Marriage. The noun installs hope, peace of mind and development. It’s a promise of unconditional love, of never being alone. The constant support will triumph even in the darkest of times. That’s why when a shiny invitation flies through the letterbox, we’re all giddy and eager to attend. Having already visualising outfits and dates before we properly opened the seal.
Here, in the United Kingdom the marriage act has become synonymous with a large party. But to attend one in Turkey, with their language and tradition, eradicated all wider connotations. It was simply a beautifully poignant moment between two lovers. As the evening passed, I was reminded what marriage is all about; it’s the purity and devotion each one has to the other. Never had I imagined a traditional Turkish wedding would ignite a deeper understanding of marriage.
After taking a plane to Antalya and then driving for hours into snow-capped mountains, I noticed that the marks of civilisation were becoming increasingly thin and rare. The modern sensibilities of Antalya city gave way to charming ancient structures of Ottoman houses. Connected by even older cobblestone footpaths. A feeling overcame me that this evening would be something equally as extraordinary. People of this century practicing the customs of their ancestors, evoking the essence of Turkey.
Out of nowhere, the bride’s family home towered into sight. Unassumingly, there were but a few dusty, old cars lining the street. However, as soon as I approached the front door, an electrifying vibe permeated the walls, filling me with excitement. As the door opened, us women were ushered into an upstairs room where the bride was getting ready in an exquisite red and gold dress and red veil. Men on the other hand, had to head on outside to greet the groom.
To an outsider, the bride’s colours might seem strange but there’s an exoticism that transfixed the eye. The door closed and the groom’s mother entered with a tray of henna balls. She then placed a gold coin into the bride’s palm, covering it with a piece of henna. Just as soon as this happened, she wrapped her hand in a red glove for the henna to dry.
While we waited, the women started to sing. Unable to understand a single word, I closed my eyes and instantly the lyrics took on new meanings. Some were sad and some were upbeat. The melodies sounded more like elegies sung at funerals during medieval times which conflicted with my perceived notions of weddings. It then dawned on me that perhaps the sad undertones weren’t of heartache or depression but simple laments for the daughter leaving home. There’s a kind of loveliness about this which mirrored their smiles and joyful eyes, when singing the more upbeat tunes. I took that to be a celebration of the couple’s love for one another.

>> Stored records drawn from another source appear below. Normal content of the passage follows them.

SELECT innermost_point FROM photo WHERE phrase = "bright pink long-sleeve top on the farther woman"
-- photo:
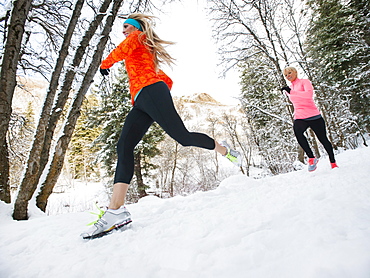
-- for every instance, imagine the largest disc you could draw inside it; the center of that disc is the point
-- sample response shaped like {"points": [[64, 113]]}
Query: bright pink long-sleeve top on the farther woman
{"points": [[301, 95]]}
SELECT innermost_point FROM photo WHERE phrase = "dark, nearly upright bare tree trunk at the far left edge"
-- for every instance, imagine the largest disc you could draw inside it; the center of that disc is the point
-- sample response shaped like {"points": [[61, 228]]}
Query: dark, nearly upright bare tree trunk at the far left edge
{"points": [[8, 70]]}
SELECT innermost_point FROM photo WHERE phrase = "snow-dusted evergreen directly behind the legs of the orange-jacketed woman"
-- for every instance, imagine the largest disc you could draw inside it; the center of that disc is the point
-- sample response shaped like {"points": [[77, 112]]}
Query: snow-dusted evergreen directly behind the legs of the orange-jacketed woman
{"points": [[110, 116]]}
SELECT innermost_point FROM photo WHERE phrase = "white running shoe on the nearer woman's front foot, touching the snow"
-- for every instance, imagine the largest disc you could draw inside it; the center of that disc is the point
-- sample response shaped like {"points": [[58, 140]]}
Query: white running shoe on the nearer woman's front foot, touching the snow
{"points": [[109, 221]]}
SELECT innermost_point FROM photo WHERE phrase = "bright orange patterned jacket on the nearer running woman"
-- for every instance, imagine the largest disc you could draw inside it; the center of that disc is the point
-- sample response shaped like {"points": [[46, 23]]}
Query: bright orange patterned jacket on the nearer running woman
{"points": [[139, 63]]}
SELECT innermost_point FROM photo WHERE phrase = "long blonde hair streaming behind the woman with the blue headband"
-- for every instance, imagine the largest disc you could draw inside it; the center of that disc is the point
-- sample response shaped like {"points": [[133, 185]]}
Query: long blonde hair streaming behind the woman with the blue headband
{"points": [[152, 41]]}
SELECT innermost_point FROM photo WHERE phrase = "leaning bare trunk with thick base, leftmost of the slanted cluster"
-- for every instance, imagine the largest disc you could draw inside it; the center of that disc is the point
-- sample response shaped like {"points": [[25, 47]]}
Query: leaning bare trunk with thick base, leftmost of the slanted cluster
{"points": [[33, 173]]}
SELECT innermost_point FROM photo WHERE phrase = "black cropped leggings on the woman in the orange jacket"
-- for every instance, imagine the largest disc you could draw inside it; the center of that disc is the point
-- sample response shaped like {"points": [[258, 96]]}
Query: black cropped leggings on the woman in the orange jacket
{"points": [[153, 104]]}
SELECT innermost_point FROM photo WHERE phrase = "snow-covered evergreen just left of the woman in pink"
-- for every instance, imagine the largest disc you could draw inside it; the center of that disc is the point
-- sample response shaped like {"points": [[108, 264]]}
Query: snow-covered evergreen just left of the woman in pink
{"points": [[268, 118]]}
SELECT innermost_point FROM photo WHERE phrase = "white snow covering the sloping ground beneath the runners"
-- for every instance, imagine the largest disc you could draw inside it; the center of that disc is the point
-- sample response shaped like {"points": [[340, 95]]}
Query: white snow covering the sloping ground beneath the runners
{"points": [[300, 224]]}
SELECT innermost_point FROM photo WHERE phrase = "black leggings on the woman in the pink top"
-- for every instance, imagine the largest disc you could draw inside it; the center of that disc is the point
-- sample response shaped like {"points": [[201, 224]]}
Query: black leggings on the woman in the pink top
{"points": [[318, 126]]}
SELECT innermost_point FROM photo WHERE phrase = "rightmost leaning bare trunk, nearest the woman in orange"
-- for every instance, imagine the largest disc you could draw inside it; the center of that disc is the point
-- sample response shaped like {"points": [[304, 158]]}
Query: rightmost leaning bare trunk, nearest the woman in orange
{"points": [[63, 142]]}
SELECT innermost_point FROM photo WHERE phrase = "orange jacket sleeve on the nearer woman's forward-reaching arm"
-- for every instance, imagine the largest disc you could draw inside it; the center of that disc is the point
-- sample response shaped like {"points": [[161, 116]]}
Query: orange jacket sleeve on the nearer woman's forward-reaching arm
{"points": [[123, 50]]}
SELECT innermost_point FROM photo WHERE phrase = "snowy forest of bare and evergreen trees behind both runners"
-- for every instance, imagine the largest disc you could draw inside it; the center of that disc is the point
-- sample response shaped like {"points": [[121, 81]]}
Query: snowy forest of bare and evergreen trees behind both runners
{"points": [[63, 41]]}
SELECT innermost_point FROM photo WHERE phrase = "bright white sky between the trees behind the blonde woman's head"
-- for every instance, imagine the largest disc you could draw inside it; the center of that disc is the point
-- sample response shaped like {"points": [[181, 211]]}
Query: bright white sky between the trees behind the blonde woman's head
{"points": [[196, 71]]}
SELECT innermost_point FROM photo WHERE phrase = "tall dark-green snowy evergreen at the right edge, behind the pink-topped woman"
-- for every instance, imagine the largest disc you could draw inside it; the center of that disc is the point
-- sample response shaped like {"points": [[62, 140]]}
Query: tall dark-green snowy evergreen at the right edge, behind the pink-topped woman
{"points": [[338, 45]]}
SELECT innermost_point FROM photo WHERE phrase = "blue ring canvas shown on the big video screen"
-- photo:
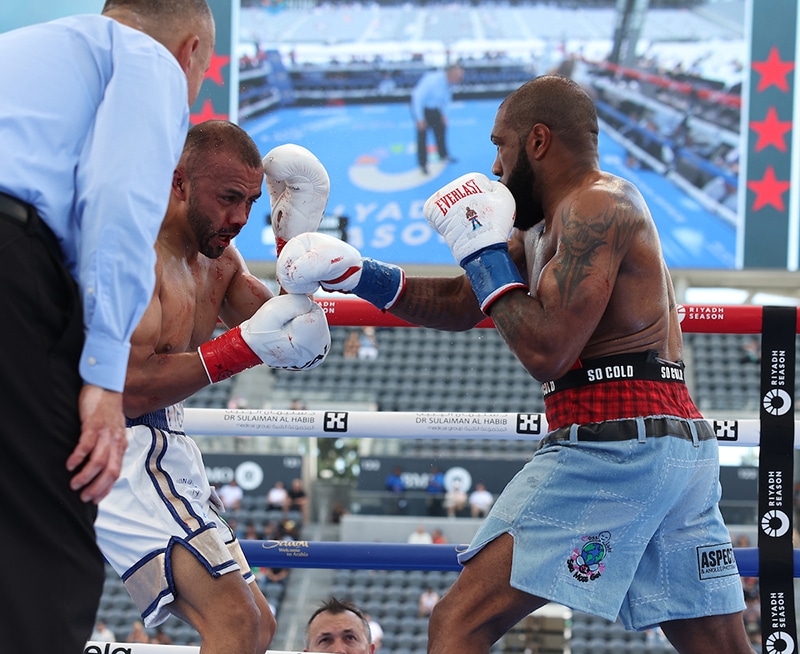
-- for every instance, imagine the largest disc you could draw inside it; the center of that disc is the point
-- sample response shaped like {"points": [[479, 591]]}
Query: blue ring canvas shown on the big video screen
{"points": [[369, 152]]}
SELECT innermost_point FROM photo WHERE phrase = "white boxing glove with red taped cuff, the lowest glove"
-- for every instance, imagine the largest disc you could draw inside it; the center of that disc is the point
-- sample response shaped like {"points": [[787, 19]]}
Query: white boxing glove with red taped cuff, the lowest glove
{"points": [[287, 331]]}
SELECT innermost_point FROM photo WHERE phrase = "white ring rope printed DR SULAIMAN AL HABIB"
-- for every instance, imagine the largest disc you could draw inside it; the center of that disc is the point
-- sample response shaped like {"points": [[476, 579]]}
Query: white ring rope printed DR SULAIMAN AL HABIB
{"points": [[409, 424]]}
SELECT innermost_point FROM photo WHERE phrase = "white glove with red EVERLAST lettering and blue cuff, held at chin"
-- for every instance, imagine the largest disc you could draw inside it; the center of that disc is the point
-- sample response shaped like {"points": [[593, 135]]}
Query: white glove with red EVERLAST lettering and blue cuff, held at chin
{"points": [[475, 216]]}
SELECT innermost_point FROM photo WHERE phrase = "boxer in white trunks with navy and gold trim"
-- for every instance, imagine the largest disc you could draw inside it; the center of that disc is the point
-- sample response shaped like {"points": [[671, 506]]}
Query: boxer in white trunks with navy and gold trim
{"points": [[160, 526]]}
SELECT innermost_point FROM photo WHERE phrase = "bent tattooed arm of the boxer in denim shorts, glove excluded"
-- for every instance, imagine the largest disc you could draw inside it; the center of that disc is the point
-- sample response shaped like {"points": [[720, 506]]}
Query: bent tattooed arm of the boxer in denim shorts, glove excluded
{"points": [[579, 262]]}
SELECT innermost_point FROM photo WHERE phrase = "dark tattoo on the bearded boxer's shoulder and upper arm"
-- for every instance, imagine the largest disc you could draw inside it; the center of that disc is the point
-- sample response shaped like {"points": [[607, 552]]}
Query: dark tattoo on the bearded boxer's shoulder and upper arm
{"points": [[582, 238]]}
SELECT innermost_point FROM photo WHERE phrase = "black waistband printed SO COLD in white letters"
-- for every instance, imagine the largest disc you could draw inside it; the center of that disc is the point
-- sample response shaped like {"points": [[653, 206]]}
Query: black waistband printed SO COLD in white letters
{"points": [[619, 367]]}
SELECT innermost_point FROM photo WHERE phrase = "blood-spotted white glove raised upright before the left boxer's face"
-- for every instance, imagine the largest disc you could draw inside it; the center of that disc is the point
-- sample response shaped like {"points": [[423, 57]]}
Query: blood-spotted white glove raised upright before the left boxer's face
{"points": [[298, 187]]}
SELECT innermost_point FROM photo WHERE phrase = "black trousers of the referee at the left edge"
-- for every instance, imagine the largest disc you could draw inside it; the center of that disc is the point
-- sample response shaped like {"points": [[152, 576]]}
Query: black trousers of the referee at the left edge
{"points": [[52, 575]]}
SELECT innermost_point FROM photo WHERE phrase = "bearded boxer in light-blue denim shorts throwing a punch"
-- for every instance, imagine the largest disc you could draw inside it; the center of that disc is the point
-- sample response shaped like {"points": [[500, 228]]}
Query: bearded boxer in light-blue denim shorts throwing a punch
{"points": [[614, 511]]}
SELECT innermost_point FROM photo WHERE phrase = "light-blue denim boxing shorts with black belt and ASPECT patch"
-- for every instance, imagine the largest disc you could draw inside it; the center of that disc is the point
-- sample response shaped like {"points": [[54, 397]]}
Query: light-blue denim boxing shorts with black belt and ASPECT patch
{"points": [[620, 518]]}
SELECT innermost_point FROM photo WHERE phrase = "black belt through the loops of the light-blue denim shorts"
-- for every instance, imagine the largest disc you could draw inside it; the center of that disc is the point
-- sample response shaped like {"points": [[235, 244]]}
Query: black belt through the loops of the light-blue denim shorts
{"points": [[634, 428]]}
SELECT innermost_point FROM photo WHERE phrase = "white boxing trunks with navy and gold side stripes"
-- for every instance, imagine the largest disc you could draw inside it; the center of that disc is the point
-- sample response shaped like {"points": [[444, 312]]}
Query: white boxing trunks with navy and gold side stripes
{"points": [[162, 499]]}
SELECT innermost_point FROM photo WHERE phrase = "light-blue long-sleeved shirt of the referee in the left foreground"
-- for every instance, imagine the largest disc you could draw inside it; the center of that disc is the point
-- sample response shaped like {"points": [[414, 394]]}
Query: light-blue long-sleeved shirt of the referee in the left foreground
{"points": [[93, 118]]}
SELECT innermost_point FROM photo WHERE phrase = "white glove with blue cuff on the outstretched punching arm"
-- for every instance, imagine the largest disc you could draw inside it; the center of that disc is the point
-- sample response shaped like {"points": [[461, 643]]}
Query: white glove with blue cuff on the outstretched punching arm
{"points": [[311, 260]]}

Outside, family, villagers and friends from other regions of Turkey feasted on traditional Turkish cuisine. What’s evident is that my family and I were the only white and foreign people there. It’s strange to consider oneself a foreigner, but despite this stark contrast, we were never made to feel as such. All, even those who didn’t speak English, smiled, waved, laughed and shared food with us.
The sun began to set behind the hills, casting subtle hues of apricot and butter yellow over maya blue hills. Then an incredible night of dancing ensued. The bride was brought amidst guests, accompanied by songs and concealed by her veil ornamented with red flakes. In keeping with tradition, the groom’s family gifted her money. The women danced their own sensual routine while the groom undertook their own. Then, with the increase of violin tempo, guests began to partake in the festivities. The evening ended with universal emotions of joy, gratitude, and love. Such an experience is unlike any I’ve had before and since. Like those once-in-a-lifetime moments, that evening will stay with me as the pinnacle celebration of love for the remainder of my days.